L'exemple typique est la nomination de Carol Bartz à la tête de Yahoo! en 2009 alors que le géant de l'Internet semble en fin de vie. Certains attribuent à cette même "falaise de verre" le choix de Theresa May pour diriger le gouvernement britannique en 2016, juste après le Brexit. "Ces études sont loin de faire consensus", rapporte Magali Guaresi, docteure en histoire contemporaine, "car elles prêtent aux femmes un leadership supposément différent""En général, dans les périodes de crises, on laisse les femmes aller au charbon", souligne la professeure Éliane Viennot, spécialiste des femmes d'État.

"Quand c'est compliqué, quand il y a des coups à prendre, on laisse les femmes s'avancer."

Éliane Viennot

à franceinfo

La chercheuse explique que ce n'est pas un phénomène nouveau, citant en exemple le christianisme. "Lors de l'Église primitive, les femmes sont en avant. On les laisse prendre les coups, littéralement. Mais lorsque le christianisme devient religion d'État, là, les femmes, on n'en veut pas", détaille-t-elle.

"Une évolution en faveur de la parité"

Pour autant, ni l'une ni l'autre des deux spécialistes n'attribuent la nomination d'Élisabeth Borne ou l'élection de Yaël Braun-Pivet à ce phénomène. "Il y a eu une évolution profonde en faveur de la parité", estime Magali Guaresi, pour qui il y a "une pression assez profonde à la féminisation du pouvoir". "Les revendications des féministes sont beaucoup plus entendues", abonde Éliane Viennot.   

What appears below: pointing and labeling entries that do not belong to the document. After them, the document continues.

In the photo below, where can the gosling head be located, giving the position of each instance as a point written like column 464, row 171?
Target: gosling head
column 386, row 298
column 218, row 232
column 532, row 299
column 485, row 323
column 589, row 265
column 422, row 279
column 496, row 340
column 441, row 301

"On ne peut plus dire qu'il faut laisser du temps au temps. Plus le temps passe, moins les sommets se libèrent, plus il est est clair qu’il ne s’agit pas juste de temps, mais de stratégies, de réseaux masculins."

Éliane Viennot

à franceinfo

"Je ne crois pas à l'idée que les gens ne se pressaient pas au poste", souligne encore la professeure. "Élisabeth Borne a un profil de bonne gestionnaire technocrate, comme d’autres hommes. Je crois qu'Emmanuel Macron n’a pas pu faire autrement. Il avait tellement promis une femme à Matignon pendant son premier quinquennat. Un deuxième mandat sans le faire serait passé difficilement", analyse de son côté Magali Guaresi. 

L'historienne y voit peut-être même une stratégie de la part d'Emmanuel Macron. "Il y a eu parfois des stratégies sur des sujets très clivants de nommer une femme pour dépolitiser certains sujets. La nomination de Simone Veil, avec tout ce qu’elle incarnait, a été un moyen de dépolitiser un sujet super sensible : la légalisation de l'IVG", conclut-elle.